Another cause can be cached object instances, as produced by some libraries like *Apache Avro*, or by interning objects (for example via Guava's Interners).
The solution here is to either have a setup without any dynamic classloading, or to make sure that the respective library is fully part of the dynamically loaded code.
The latter means that the library must not be added to Flink's `/lib` folder, but must be part of the application's fat-jar/uber-jar


## Unloading of Dynamically Loaded Classes

All scenarios that involve dynamic class loading (sessions) rely on classes being *unloaded* again.
Class unloading means that the Garbage Collector finds that no objects from a class exist and more, and thus removes the class
(the code, static variable, metadata, etc).

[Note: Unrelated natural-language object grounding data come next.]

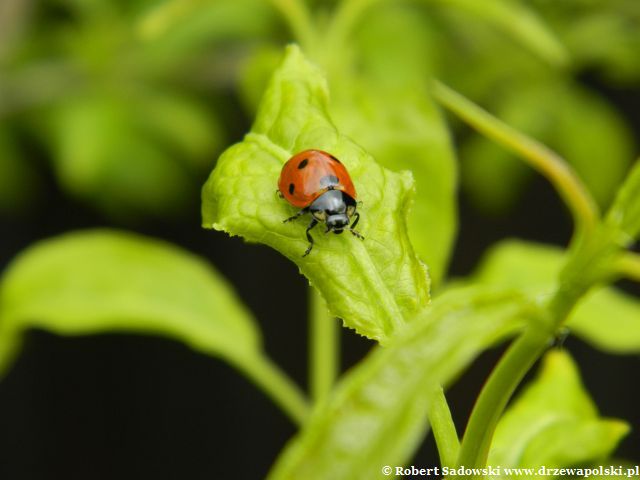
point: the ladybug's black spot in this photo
(328, 181)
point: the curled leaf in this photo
(374, 285)
(378, 413)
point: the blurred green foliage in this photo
(130, 101)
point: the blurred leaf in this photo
(100, 281)
(519, 21)
(186, 23)
(624, 214)
(374, 285)
(592, 136)
(492, 177)
(610, 320)
(102, 154)
(256, 71)
(18, 180)
(184, 124)
(606, 317)
(412, 54)
(554, 422)
(395, 120)
(378, 413)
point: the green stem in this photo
(275, 383)
(444, 430)
(298, 17)
(324, 347)
(493, 399)
(628, 265)
(541, 158)
(343, 21)
(508, 374)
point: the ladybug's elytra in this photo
(319, 184)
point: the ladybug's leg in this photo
(313, 223)
(300, 213)
(355, 222)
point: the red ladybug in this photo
(319, 184)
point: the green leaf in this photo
(374, 285)
(107, 281)
(519, 21)
(377, 415)
(393, 117)
(96, 281)
(554, 422)
(624, 214)
(103, 155)
(605, 317)
(594, 138)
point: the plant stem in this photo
(324, 347)
(298, 17)
(277, 385)
(504, 379)
(444, 430)
(511, 368)
(628, 265)
(541, 158)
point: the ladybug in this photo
(319, 184)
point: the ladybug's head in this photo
(335, 208)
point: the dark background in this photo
(134, 407)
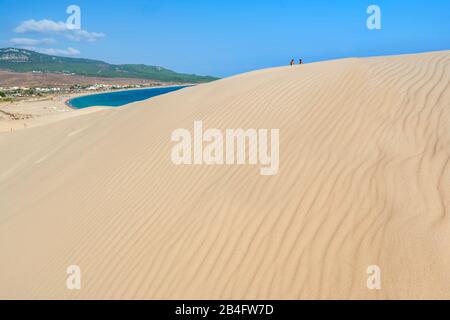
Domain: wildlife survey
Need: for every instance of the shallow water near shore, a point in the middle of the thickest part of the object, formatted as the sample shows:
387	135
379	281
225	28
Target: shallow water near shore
119	98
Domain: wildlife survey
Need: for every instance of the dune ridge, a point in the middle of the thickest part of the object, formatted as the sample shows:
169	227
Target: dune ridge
364	179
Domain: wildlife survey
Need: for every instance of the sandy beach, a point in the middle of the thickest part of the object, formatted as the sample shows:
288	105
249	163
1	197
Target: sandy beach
364	179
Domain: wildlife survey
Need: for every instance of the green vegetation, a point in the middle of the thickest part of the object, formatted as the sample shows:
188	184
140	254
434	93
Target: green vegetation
20	60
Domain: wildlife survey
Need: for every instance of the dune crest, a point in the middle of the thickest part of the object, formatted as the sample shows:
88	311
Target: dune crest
364	179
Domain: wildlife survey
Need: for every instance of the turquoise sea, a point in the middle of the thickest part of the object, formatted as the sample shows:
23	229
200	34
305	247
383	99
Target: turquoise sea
119	98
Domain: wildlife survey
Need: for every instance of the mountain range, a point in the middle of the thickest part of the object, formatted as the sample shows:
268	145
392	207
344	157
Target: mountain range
21	60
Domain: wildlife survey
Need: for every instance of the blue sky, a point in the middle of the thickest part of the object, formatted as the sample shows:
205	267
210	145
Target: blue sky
230	36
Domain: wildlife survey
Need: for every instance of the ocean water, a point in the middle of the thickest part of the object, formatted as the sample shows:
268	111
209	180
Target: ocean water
119	98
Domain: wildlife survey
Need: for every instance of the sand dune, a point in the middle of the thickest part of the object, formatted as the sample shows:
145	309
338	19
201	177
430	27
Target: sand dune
364	180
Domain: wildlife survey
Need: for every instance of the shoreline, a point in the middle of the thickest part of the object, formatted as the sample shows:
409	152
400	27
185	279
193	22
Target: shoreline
31	112
67	101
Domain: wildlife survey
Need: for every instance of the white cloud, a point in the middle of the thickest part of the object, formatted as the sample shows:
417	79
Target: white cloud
46	26
31	42
54	51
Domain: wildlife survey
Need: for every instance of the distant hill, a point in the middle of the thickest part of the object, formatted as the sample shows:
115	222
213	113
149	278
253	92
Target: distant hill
21	60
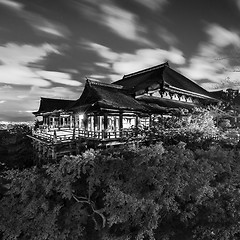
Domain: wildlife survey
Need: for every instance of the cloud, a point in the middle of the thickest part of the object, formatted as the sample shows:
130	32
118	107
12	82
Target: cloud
16	60
39	23
118	20
167	36
12	4
237	2
42	25
153	4
123	23
217	59
105	52
124	63
58	77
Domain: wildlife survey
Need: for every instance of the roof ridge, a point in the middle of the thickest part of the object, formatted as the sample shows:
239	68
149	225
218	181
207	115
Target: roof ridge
58	99
111	85
146	70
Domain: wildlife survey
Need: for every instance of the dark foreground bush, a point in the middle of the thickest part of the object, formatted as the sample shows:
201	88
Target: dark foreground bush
129	193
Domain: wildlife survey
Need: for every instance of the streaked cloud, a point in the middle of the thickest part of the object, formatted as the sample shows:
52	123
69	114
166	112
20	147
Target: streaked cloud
217	59
58	77
39	23
123	63
118	20
167	36
42	25
12	4
123	23
153	4
16	58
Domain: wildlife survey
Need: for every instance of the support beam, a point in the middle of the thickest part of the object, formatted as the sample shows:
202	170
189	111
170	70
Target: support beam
120	124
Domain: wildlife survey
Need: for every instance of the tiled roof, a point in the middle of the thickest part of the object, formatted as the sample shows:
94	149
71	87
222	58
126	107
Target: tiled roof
107	96
162	75
142	79
51	105
166	103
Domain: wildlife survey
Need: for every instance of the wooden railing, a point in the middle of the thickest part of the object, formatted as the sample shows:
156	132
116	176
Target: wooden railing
56	136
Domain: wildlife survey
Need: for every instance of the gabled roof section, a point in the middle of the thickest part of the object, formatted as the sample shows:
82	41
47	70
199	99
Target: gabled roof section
142	79
180	82
162	75
51	105
105	95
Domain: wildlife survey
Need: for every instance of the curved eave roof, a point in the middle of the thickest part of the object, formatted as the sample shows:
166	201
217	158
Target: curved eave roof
49	105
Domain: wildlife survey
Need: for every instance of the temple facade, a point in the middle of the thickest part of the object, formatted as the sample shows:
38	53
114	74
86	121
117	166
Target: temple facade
107	114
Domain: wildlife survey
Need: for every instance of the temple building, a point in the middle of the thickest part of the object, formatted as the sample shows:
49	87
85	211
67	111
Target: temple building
107	114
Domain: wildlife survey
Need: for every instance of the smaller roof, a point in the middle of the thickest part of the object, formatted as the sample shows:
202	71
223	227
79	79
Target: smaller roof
51	105
110	96
166	103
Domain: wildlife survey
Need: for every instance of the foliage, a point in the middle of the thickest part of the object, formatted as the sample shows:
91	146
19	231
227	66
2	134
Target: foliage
127	193
15	147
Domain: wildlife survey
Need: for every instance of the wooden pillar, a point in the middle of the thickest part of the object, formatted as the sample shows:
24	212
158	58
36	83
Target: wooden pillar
59	121
105	125
71	122
95	122
74	126
120	123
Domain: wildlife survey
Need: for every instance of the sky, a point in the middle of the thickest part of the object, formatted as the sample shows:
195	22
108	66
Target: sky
48	48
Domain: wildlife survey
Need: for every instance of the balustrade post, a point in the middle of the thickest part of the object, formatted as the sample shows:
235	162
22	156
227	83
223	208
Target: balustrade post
120	124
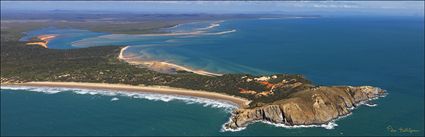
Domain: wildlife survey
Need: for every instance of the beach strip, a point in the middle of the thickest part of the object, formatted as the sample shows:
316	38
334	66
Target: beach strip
156	65
241	102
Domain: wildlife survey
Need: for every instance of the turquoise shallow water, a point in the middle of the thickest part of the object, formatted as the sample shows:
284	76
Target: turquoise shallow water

Whenever a TaskManager starts (or restarts) a task, it will load that specific task's code. Unless classes can be unloaded, this will
become a memory leak, as new versions of classes are loaded and the total number of loaded classes accumulates over time. This
typically manifests itself though a **OutOfMemoryError: Metaspace**.

Common causes for class leaks and suggested fixes:

- *Lingering Threads*: Make sure the application functions/sources/sinks shuts down all threads. Lingering threads cost resources themselves and
additionally typically hold references to (user code) objects, preventing garbage collection and unloading of the classes.

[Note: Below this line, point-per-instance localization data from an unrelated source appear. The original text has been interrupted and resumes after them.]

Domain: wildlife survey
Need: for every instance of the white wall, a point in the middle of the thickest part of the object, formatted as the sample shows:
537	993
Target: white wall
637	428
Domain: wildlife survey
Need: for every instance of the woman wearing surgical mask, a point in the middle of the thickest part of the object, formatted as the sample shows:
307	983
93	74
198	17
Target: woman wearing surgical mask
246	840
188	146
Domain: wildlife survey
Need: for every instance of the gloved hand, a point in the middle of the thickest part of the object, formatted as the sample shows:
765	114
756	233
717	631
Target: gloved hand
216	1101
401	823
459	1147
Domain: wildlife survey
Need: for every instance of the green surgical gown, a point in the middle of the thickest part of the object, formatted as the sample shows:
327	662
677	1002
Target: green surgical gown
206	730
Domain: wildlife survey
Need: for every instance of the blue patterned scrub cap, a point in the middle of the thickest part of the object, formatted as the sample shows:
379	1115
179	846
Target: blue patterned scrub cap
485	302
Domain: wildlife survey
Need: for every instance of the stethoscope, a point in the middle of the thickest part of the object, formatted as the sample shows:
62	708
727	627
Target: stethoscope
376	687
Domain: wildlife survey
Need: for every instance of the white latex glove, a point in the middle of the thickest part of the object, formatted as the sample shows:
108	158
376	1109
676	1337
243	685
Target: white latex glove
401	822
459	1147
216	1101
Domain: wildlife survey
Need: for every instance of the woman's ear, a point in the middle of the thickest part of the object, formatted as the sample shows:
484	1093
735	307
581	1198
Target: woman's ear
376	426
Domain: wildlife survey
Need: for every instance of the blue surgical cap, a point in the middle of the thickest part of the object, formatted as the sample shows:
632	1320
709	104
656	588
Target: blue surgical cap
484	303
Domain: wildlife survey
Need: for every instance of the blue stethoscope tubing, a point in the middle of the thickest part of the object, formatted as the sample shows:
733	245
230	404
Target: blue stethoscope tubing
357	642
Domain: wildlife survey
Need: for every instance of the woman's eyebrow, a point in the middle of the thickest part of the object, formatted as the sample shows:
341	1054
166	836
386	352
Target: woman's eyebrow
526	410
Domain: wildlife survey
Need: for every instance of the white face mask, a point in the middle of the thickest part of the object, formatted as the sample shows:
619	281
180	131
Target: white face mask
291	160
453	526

- *Interners*: Avoid caching objects in special structures that live beyond the lifetime of the functions/sources/sinks. Examples are Guava's
interners, or Avro's class/object caches in the serializers.


## Resolving Dependency Conflicts with Flink using the maven-shade-plugin.

A way to address dependency conflicts from the application developer's side is to avoid exposing dependencies by *shading them away*.

Apache Maven offers the [maven-shade-plugin](https://maven.apache.org/plugins/maven-shade-plugin/), which allows one to change the package of a
class *after* compiling it (so the code you are writing is not affected by the shading). For example if you have the `com.amazonaws` packages from
the aws sdk in your user code jar, the shade plugin would relocate them into the `org.myorg.shaded.com.amazonaws` package, so that your code is calling your aws sdk version.

This documentation page explains [relocating classes using the shade plugin](https://maven.apache.org/plugins/maven-shade-plugin/examples/class-relocation.html).

Note that most of Flink's dependencies, such as `guava`, `netty`, `jackson`, etc. are shaded away by the maintainers of Flink, so users usually don't have to worry about it.

{% top %}
注意,大部分Flink的依赖包,例如guava, netty, jackson等都已经被Flink的维护人员隐去,用户不用太担心。